11. Januar 2017

Religiöse Pluralität erfordert einen säkularen Staat

Muslimische Schülerinnen können sich nicht auf die Religionsfreiheit berufen, um sich vom Schwimmunterricht dispensieren zu lassen: Mit diesem Urteil verhilft derEuropäische Gerichtshof für Menschenrechte (EGMR) einem vom Bundesgerichterlassenen Grundsatz zum Durchbruch – und unterstreicht damit, dass «fremde Richter» hierzulande geltende Auffassungen keineswegs nur rügen, sondern sie in wichtigen Fragen aktiv mittragen und ihnen zu Gewicht verhelfen. Das Urteil ist richtig: Die Religionsfreiheit ist keine Ermächtigung zur Zusammenstellung des Stundenplans nach eigenen Wertvorstellungen. Eine solche Auslegung widerspräche dem Sinn dieses Freiheitsrechtes.
Keine Sonderrechte für Sektierer, NZZ, 11.1. Kommentar von Daniel Gerny

In Europa und in der Schweiz hat die Religionsfreiheit einen stark integrativen Charakter. Das erklärt sich aus ihrer Geschichte. Der Gedanke der religiösen Neutralität geht auf die konfessionellen Kriege zurück und bezweckte das friedliche Zusammenleben der Konfessionen. Die Kirchenspaltung zwang den Staat zu konfessioneller Neutralität: Dadurch sicherte er sich die Autorität der letzten Entscheidung. Diese Haltung, die hart erkämpft werden musste, schlägt sich heute auch im Bildungswesen nieder. Der Schulalltag ist weder auf eine christliche noch auf eine andere Glaubensrichtung ausgerichtet. Die Lehrpläne werden nach wissenschaftlichen Kriterien erarbeitet und von politisch gewählten Gremien verabschiedet. Damit rechtfertigt die Schule die Pflicht zum Unterrichtsbesuch, und zwar unabhängig davon, ob sich die Eltern mit dem Schwimmunterricht oder mit der darwinistischen Evolutionstheorie schwertun.

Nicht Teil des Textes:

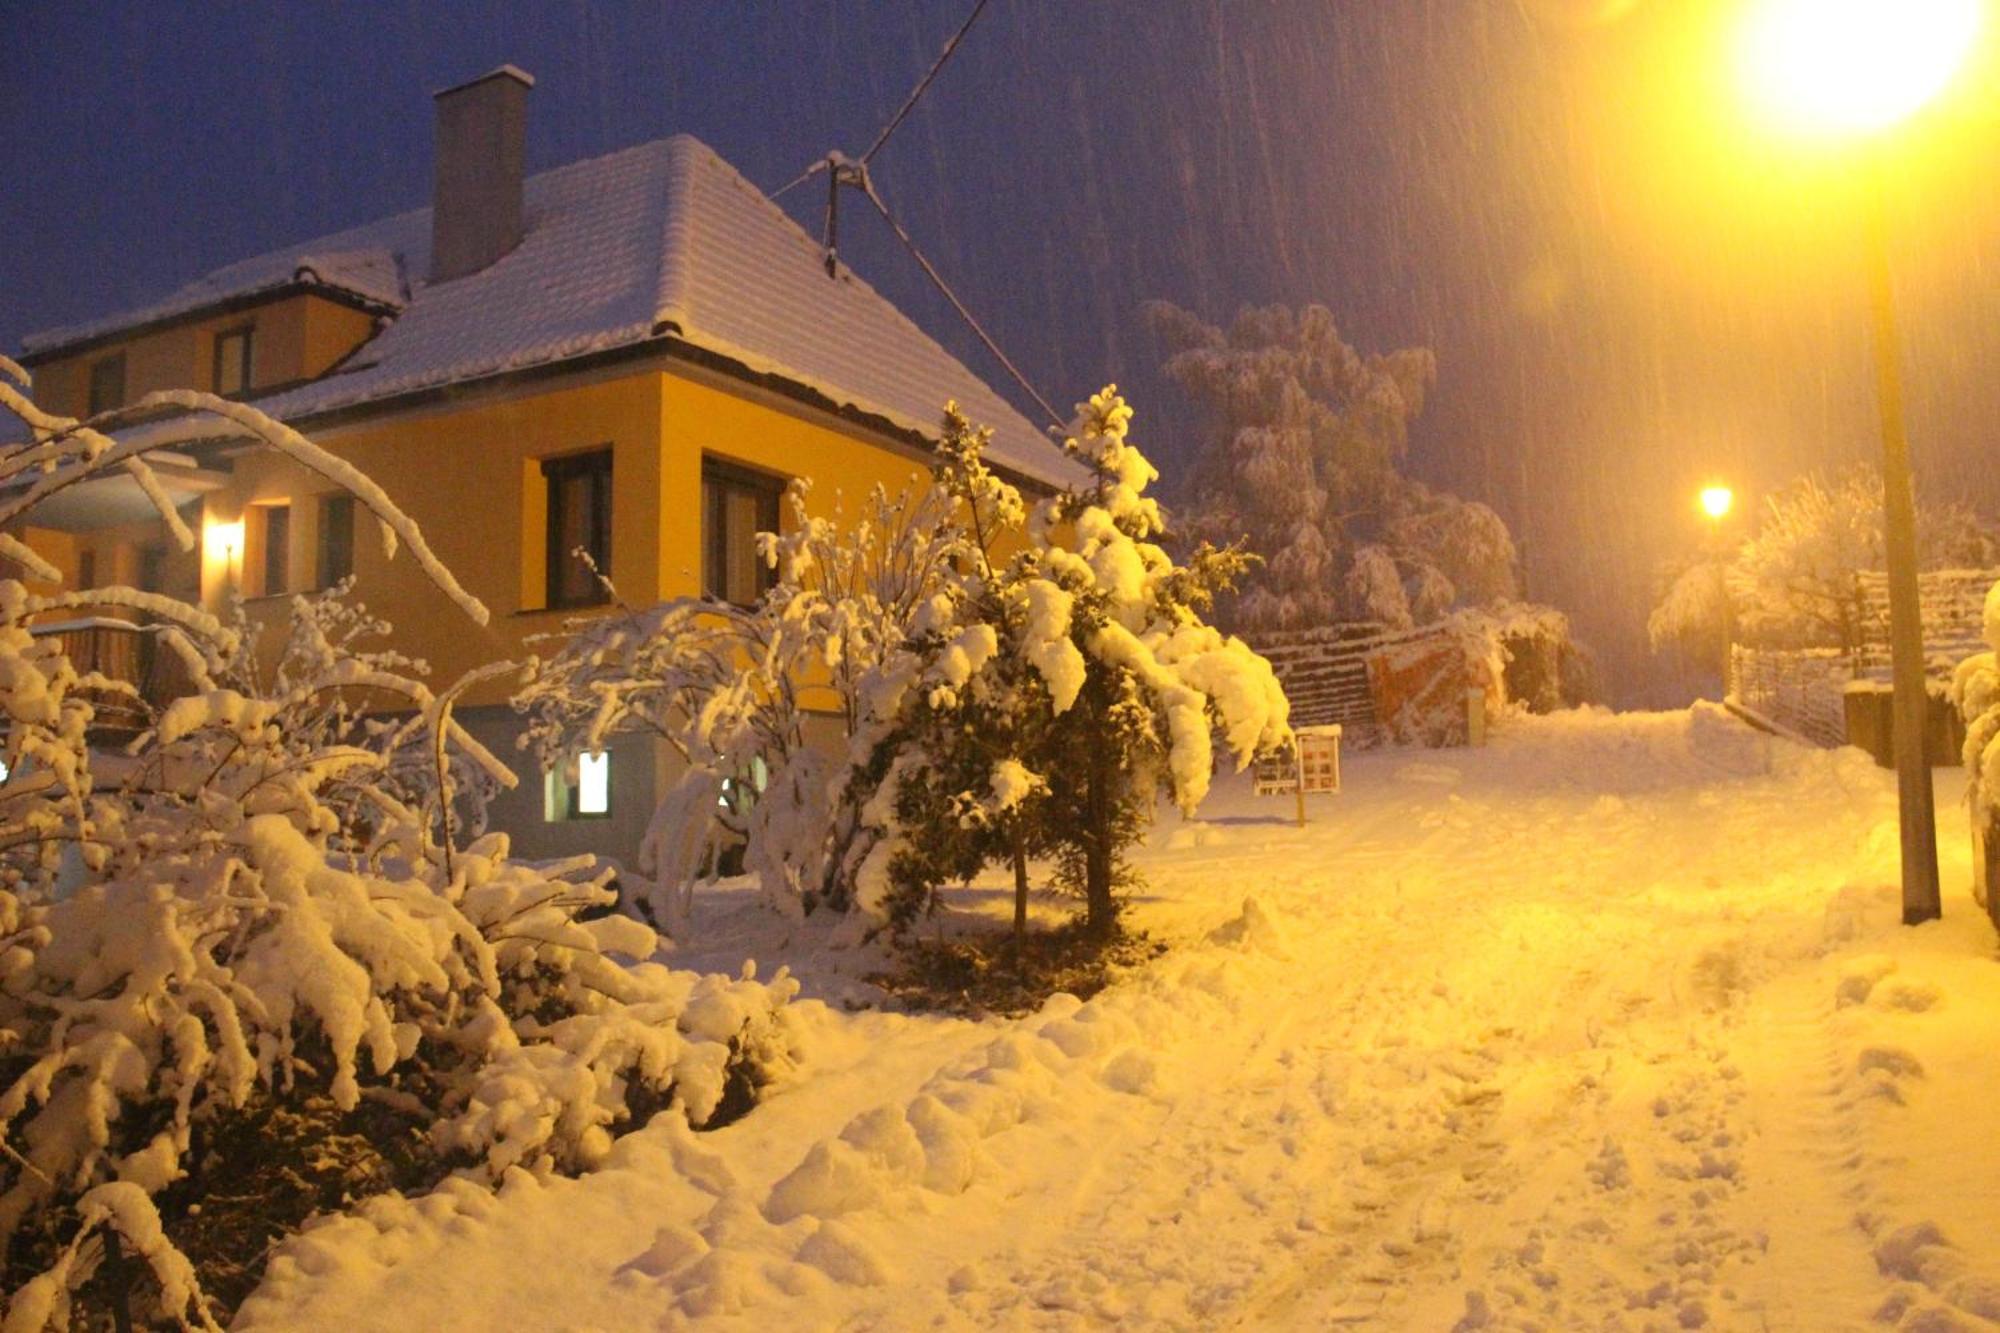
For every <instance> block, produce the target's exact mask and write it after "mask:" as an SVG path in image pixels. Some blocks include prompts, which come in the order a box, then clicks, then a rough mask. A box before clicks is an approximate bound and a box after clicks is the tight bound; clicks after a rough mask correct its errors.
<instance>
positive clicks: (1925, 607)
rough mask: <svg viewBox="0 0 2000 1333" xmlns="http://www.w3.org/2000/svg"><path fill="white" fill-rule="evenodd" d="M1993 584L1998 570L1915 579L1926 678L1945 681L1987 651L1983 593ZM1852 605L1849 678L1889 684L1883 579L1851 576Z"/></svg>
mask: <svg viewBox="0 0 2000 1333" xmlns="http://www.w3.org/2000/svg"><path fill="white" fill-rule="evenodd" d="M1996 582H2000V568H1936V570H1926V572H1922V574H1918V576H1916V598H1918V604H1920V606H1922V608H1924V664H1926V667H1928V669H1930V675H1934V677H1950V675H1952V669H1954V667H1958V662H1962V660H1966V658H1968V656H1972V654H1974V652H1984V650H1986V592H1988V588H1992V586H1994V584H1996ZM1854 600H1856V604H1858V608H1860V646H1858V648H1856V650H1854V675H1856V677H1872V679H1878V681H1888V675H1890V660H1888V658H1890V640H1888V574H1884V572H1880V570H1868V572H1862V574H1856V576H1854Z"/></svg>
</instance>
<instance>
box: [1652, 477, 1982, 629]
mask: <svg viewBox="0 0 2000 1333" xmlns="http://www.w3.org/2000/svg"><path fill="white" fill-rule="evenodd" d="M1994 558H1996V540H1994V528H1992V526H1990V524H1988V522H1986V520H1982V518H1980V516H1978V514H1976V512H1974V510H1972V508H1968V506H1964V504H1958V502H1944V504H1924V506H1920V508H1918V562H1920V566H1922V568H1980V566H1990V564H1992V562H1994ZM1884 562H1886V556H1884V544H1882V478H1880V474H1878V472H1876V470H1874V468H1866V466H1856V468H1848V470H1844V472H1840V474H1836V476H1834V478H1832V480H1826V478H1822V476H1800V478H1796V480H1794V482H1790V484H1786V486H1782V488H1778V490H1776V492H1774V494H1772V496H1770V498H1768V500H1766V502H1764V508H1762V512H1760V516H1758V526H1756V530H1754V532H1752V534H1750V536H1748V538H1744V540H1742V542H1738V544H1736V546H1734V548H1728V550H1724V552H1720V554H1712V556H1706V558H1702V560H1700V562H1696V564H1690V566H1686V568H1684V570H1682V572H1680V574H1678V576H1676V578H1672V580H1670V582H1668V584H1666V590H1664V594H1662V598H1660V602H1658V604H1656V608H1654V612H1652V618H1650V622H1648V628H1650V630H1652V640H1654V646H1656V648H1658V646H1662V644H1664V642H1670V640H1674V642H1720V636H1722V624H1724V618H1726V616H1734V624H1736V634H1738V638H1740V640H1744V642H1756V644H1766V646H1830V648H1842V650H1846V652H1852V650H1854V648H1856V646H1858V644H1860V638H1862V616H1864V602H1862V594H1860V586H1858V582H1856V574H1860V572H1864V570H1880V568H1884ZM1724 588H1726V600H1724Z"/></svg>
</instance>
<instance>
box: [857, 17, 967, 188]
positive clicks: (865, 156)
mask: <svg viewBox="0 0 2000 1333" xmlns="http://www.w3.org/2000/svg"><path fill="white" fill-rule="evenodd" d="M986 4H988V0H978V4H974V6H972V12H970V14H966V22H962V24H958V32H954V34H952V40H950V42H946V44H944V50H940V52H938V58H936V60H934V62H932V64H930V70H928V72H926V74H924V78H920V80H916V88H910V96H908V98H904V102H902V110H898V112H896V114H894V116H892V118H890V122H888V124H886V126H882V132H880V134H876V142H874V144H870V146H868V152H864V154H862V166H868V162H872V160H874V154H878V152H882V144H886V142H888V136H890V134H894V132H896V126H900V124H902V120H904V116H908V114H910V108H912V106H916V100H918V98H922V96H924V90H926V88H930V80H934V78H936V76H938V70H942V68H944V62H946V60H950V58H952V52H954V50H958V42H962V40H964V36H966V34H968V32H972V24H976V22H978V18H980V14H982V12H984V10H986Z"/></svg>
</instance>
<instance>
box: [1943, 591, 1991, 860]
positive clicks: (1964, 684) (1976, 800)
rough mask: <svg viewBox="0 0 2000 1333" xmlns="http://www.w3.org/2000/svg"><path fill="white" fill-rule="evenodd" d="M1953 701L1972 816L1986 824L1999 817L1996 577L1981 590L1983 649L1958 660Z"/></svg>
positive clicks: (1955, 676) (1954, 688)
mask: <svg viewBox="0 0 2000 1333" xmlns="http://www.w3.org/2000/svg"><path fill="white" fill-rule="evenodd" d="M1952 701H1954V703H1956V705H1958V713H1960V715H1962V717H1964V719H1966V749H1964V763H1966V773H1968V775H1970V779H1972V787H1970V793H1968V795H1970V801H1972V811H1974V819H1976V821H1980V823H1986V825H1990V823H1992V821H1996V819H2000V582H1996V584H1994V586H1992V590H1990V592H1988V594H1986V652H1978V654H1974V656H1968V658H1966V660H1962V662H1960V664H1958V671H1956V673H1954V677H1952ZM1988 855H1992V853H1988Z"/></svg>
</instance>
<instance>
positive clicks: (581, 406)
mask: <svg viewBox="0 0 2000 1333" xmlns="http://www.w3.org/2000/svg"><path fill="white" fill-rule="evenodd" d="M532 82H534V80H532V78H528V76H526V74H524V72H520V70H516V68H512V66H502V68H500V70H494V72H490V74H486V76H482V78H478V80H472V82H470V84H462V86H458V88H448V90H444V92H440V94H436V116H438V164H436V190H434V200H432V206H430V208H416V210H412V212H404V214H398V216H392V218H382V220H380V222H370V224H366V226H358V228H352V230H346V232H338V234H332V236H322V238H316V240H310V242H304V244H298V246H288V248H284V250H274V252H270V254H262V256H256V258H248V260H242V262H238V264H230V266H226V268H218V270H214V272H210V274H206V276H202V278H198V280H196V282H190V284H188V286H184V288H180V290H176V292H172V294H170V296H166V298H164V300H160V302H156V304H152V306H146V308H140V310H126V312H120V314H112V316H108V318H100V320H92V322H88V324H78V326H70V328H56V330H46V332H40V334H34V336H30V338H28V340H26V344H24V348H22V350H24V354H22V358H20V360H22V362H24V364H26V366H28V368H30V370H32V372H34V376H36V398H38V400H40V404H42V406H44V408H50V410H56V412H66V414H76V416H84V414H88V412H92V410H102V408H110V406H118V404H124V402H132V400H136V398H138V396H140V394H144V392H150V390H156V388H200V390H212V392H220V394H228V396H240V398H246V400H250V402H254V404H256V406H258V408H262V410H266V412H270V414H272V416H276V418H280V420H284V422H288V424H292V426H296V428H298V430H302V432H306V434H308V436H310V438H312V440H316V442H318V444H322V446H326V448H330V450H332V452H336V454H340V456H344V458H348V460H352V462H354V464H358V466H360V468H362V470H364V472H366V474H368V476H372V478H374V480H376V482H378V484H380V486H382V488H384V490H386V492H388V496H390V498H392V500H394V502H396V504H398V506H402V508H404V510H406V512H408V514H410V516H412V518H414V520H416V522H418V526H420V528H422V530H424V536H426V538H428V542H430V544H432V548H434V550H436V552H438V556H440V558H442V560H444V562H446V566H450V568H452V572H454V574H456V576H458V578H460V580H462V582H464V586H466V588H468V590H470V592H474V594H476V596H478V598H480V600H484V602H486V606H488V610H490V612H492V618H490V622H488V624H484V626H480V624H474V622H472V620H468V618H466V616H464V614H462V612H460V610H458V608H456V606H454V604H452V602H450V600H448V598H446V596H444V594H442V592H438V588H434V586H432V584H430V582H428V580H426V578H424V576H422V572H420V570H418V568H416V564H414V562H412V560H408V558H394V560H390V558H386V556H384V552H382V544H380V542H378V540H374V532H372V522H370V520H366V516H362V520H360V522H358V520H356V506H354V502H352V500H350V498H348V496H346V494H342V492H336V490H334V488H332V486H328V484H326V482H324V480H320V478H318V476H312V474H306V472H304V470H300V468H298V466H296V464H292V462H290V460H288V458H284V456H280V454H276V452H272V450H268V448H262V446H250V444H246V442H244V440H240V438H186V440H176V450H174V452H172V454H168V456H162V458H160V462H158V470H160V474H162V480H164V482H166V486H168V490H170V492H172V494H174V498H176V500H180V502H182V504H184V516H186V518H190V526H192V520H198V524H200V532H202V542H200V550H198V552H196V554H190V556H182V554H180V552H178V550H176V548H174V546H172V544H170V542H168V538H166V530H164V524H162V522H160V520H158V518H156V516H152V514H150V508H148V504H146V500H144V496H142V494H138V490H136V486H134V484H132V482H130V480H128V478H108V480H100V482H92V484H88V486H78V488H72V490H70V492H66V494H64V500H62V502H60V504H56V506H50V508H46V510H42V512H40V514H38V522H42V524H46V526H40V528H32V530H28V532H26V538H28V540H30V544H34V546H36V548H38V550H42V552H46V554H48V558H50V560H52V562H54V564H56V566H58V568H62V570H64V574H66V576H68V578H72V580H76V582H80V584H84V586H90V584H108V582H124V584H132V586H144V588H152V590H164V592H176V594H182V596H186V598H190V600H202V602H204V604H208V606H214V608H220V606H222V604H226V600H228V598H230V596H232V594H234V592H240V594H242V596H244V598H248V606H250V612H252V616H256V618H264V620H270V618H280V616H282V614H284V608H286V604H288V598H290V594H296V592H304V590H312V588H322V586H328V584H332V582H338V580H340V578H344V576H348V574H352V576H354V580H356V596H358V598H360V600H364V602H366V604H368V608H370V610H374V612H378V614H382V616H384V618H386V620H390V622H392V624H394V626H396V642H394V646H396V648H400V650H402V652H408V654H412V656H418V658H424V660H426V662H428V664H430V669H432V673H430V679H432V683H434V685H446V683H450V681H454V679H458V677H460V675H462V673H466V671H470V669H474V667H480V664H486V662H494V660H512V658H522V656H524V654H526V652H530V650H532V646H530V644H528V640H530V638H532V636H536V634H548V632H552V630H560V626H562V622H564V618H568V616H576V614H588V610H590V608H592V606H598V604H602V602H604V596H602V588H600V584H598V582H596V580H594V578H592V576H590V574H588V570H586V568H584V564H582V562H580V560H576V558H572V556H570V552H572V550H574V548H578V546H582V548H586V550H590V552H592V554H594V556H596V560H598V564H600V566H602V568H604V570H606V572H608V574H610V578H612V580H614V582H616V586H618V594H620V596H622V598H624V600H626V602H630V604H648V602H654V600H662V598H674V596H696V594H710V596H720V598H726V600H736V602H744V600H750V598H754V596H756V594H758V590H760V578H764V576H766V574H764V572H762V568H760V564H758V562H756V558H754V534H756V532H758V530H770V528H774V526H776V524H778V522H782V520H784V518H782V514H780V504H778V496H780V492H782V486H784V484H786V480H790V478H794V476H810V478H814V488H812V496H810V504H812V506H814V508H816V510H822V512H826V510H832V508H834V506H836V504H838V502H840V498H842V496H846V500H848V506H850V508H852V506H854V504H856V502H858V500H860V498H862V496H864V494H866V492H868V490H870V488H872V486H874V484H878V482H882V484H886V486H890V488H892V490H894V488H898V486H902V484H906V482H908V480H910V478H912V476H914V474H918V472H922V470H924V468H926V466H928V458H930V444H932V434H934V430H936V422H938V416H940V414H942V404H944V400H946V398H956V400H958V402H960V404H962V406H964V408H966V412H968V416H972V418H974V420H978V422H984V424H990V426H994V446H992V460H994V464H996V466H998V468H1000V470H1004V472H1008V474H1010V478H1012V480H1016V484H1022V486H1026V488H1030V490H1050V488H1054V486H1060V484H1064V482H1066V480H1070V476H1072V472H1070V464H1068V462H1066V460H1064V456H1062V454H1060V450H1058V448H1056V446H1054V444H1052V442H1050V440H1048V436H1046V434H1044V432H1040V430H1036V428H1034V426H1032V424H1030V422H1028V420H1024V418H1022V416H1020V414H1018V412H1016V410H1014V408H1010V406H1008V404H1006V402H1004V400H1002V398H1000V396H998V394H994V392H992V388H988V386H986V384H984V382H982V380H980V378H978V376H974V374H972V372H970V370H968V368H966V366H964V364H960V362H958V360H956V358H952V356H950V354H948V352H946V350H944V348H942V346H938V344H936V342H934V340H932V338H930V336H926V334H924V332H922V330H920V328H918V326H916V324H912V322H910V320H908V318H906V316H904V314H902V312H898V310H896V308H894V306H892V304H890V302H888V300H884V298H882V296H880V294H876V292H874V290H872V288H870V286H868V284H866V282H862V280H860V278H858V276H856V274H854V272H850V270H848V268H844V266H842V268H838V270H836V274H834V276H828V270H826V262H824V254H822V248H820V242H818V240H814V238H812V236H808V234H806V232H804V230H800V228H798V226H796V224H794V222H792V220H790V218H788V216H786V214H784V212H782V210H780V208H778V206H776V204H772V202H770V200H768V198H764V194H762V190H758V188H756V186H754V184H750V182H748V180H744V178H742V176H740V174H738V172H736V170H734V168H730V164H728V162H724V160H722V158H718V156H716V154H714V152H712V150H710V148H706V146H704V144H700V142H698V140H694V138H688V136H674V138H664V140H656V142H646V144H638V146H634V148H626V150H620V152H612V154H608V156H602V158H592V160H586V162H574V164H568V166H560V168H554V170H546V172H540V174H534V176H524V172H522V130H524V122H526V104H528V92H530V88H532ZM98 628H100V632H102V626H98ZM112 628H116V626H112ZM508 691H510V683H508V681H506V679H502V681H496V683H490V685H486V687H484V689H474V691H472V693H468V695H466V699H464V707H462V709H460V721H464V723H466V727H468V729H470V731H474V735H480V737H482V739H484V741H486V743H488V745H492V747H494V751H496V753H500V755H502V757H508V755H516V751H514V745H512V739H514V735H518V719H516V717H514V713H512V711H510V709H508V707H506V693H508ZM516 769H532V761H528V759H526V757H518V755H516ZM668 771H670V761H668V757H666V755H660V753H656V751H654V747H652V745H650V743H642V741H638V739H632V741H630V743H624V745H618V747H614V751H612V755H610V757H608V761H598V759H592V761H588V763H584V765H582V767H580V769H578V771H576V777H574V781H572V779H570V775H568V773H558V775H536V773H522V779H524V781H522V785H520V787H518V789H516V791H514V793H510V795H508V797H504V799H502V801H500V803H498V805H496V807H494V823H496V827H502V829H506V831H508V833H512V835H514V841H516V847H518V849H520V851H522V853H524V855H562V853H570V851H586V849H588V851H606V853H614V855H620V853H630V851H632V849H634V847H636V843H638V837H640V833H642V829H644V823H646V819H648V817H650V813H652V807H654V799H656V793H658V791H660V783H664V781H666V777H668Z"/></svg>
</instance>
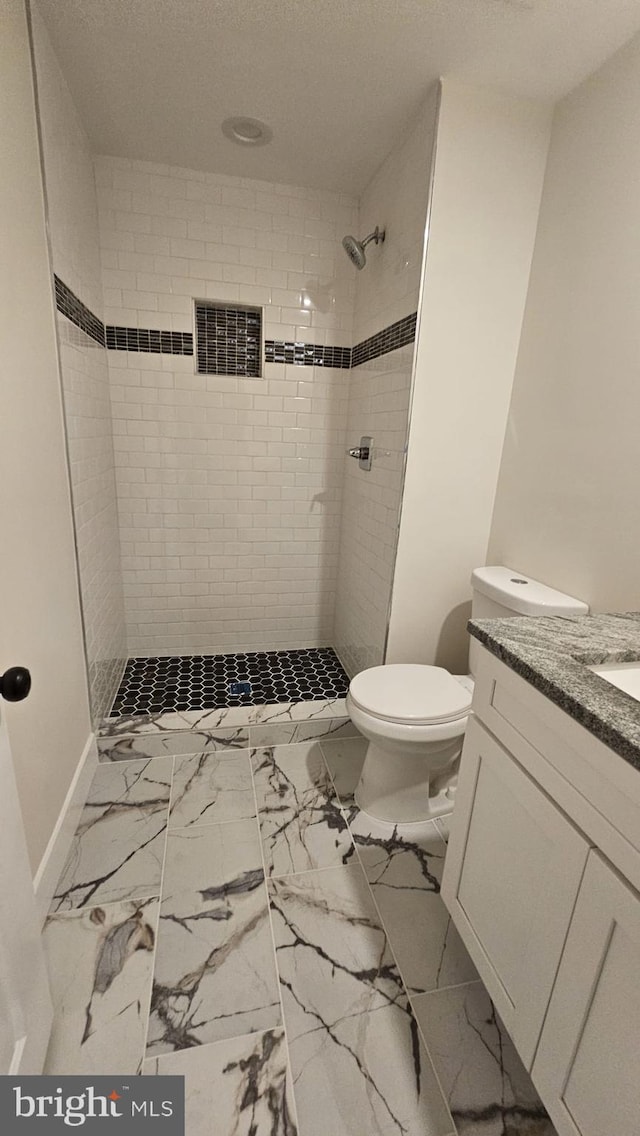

Die religiöse Neutralität der Schule ist so verstanden kein gegen die Religion gerichteter Grundsatz – im Gegenteil: Religiöse Pluralität erfordert gerade einen säkularen Staat. Die meisten Religionsvertreter wissen dies: Weder gegen den Sexualunterricht mit Plüschgenitalien noch gegen den Schwimmunterricht kommt die Opposition in erster Linie von gewichtigen Theologen, sondern von Sektierern, die ihr Weltbild nicht nur über das Bildungsinteresse ihrer eigenen Kinder stellen, sondern über alles, was sich nicht zu hundert Prozent mit eigenen Überzeugungen deckt. Sie machen sich die Freiheitsrechte zunutze, um sich von den Einflüssen einer freiheitlichen Gesellschaft abzuschotten. Es ist gut, dass der EGMR dies nicht schützt.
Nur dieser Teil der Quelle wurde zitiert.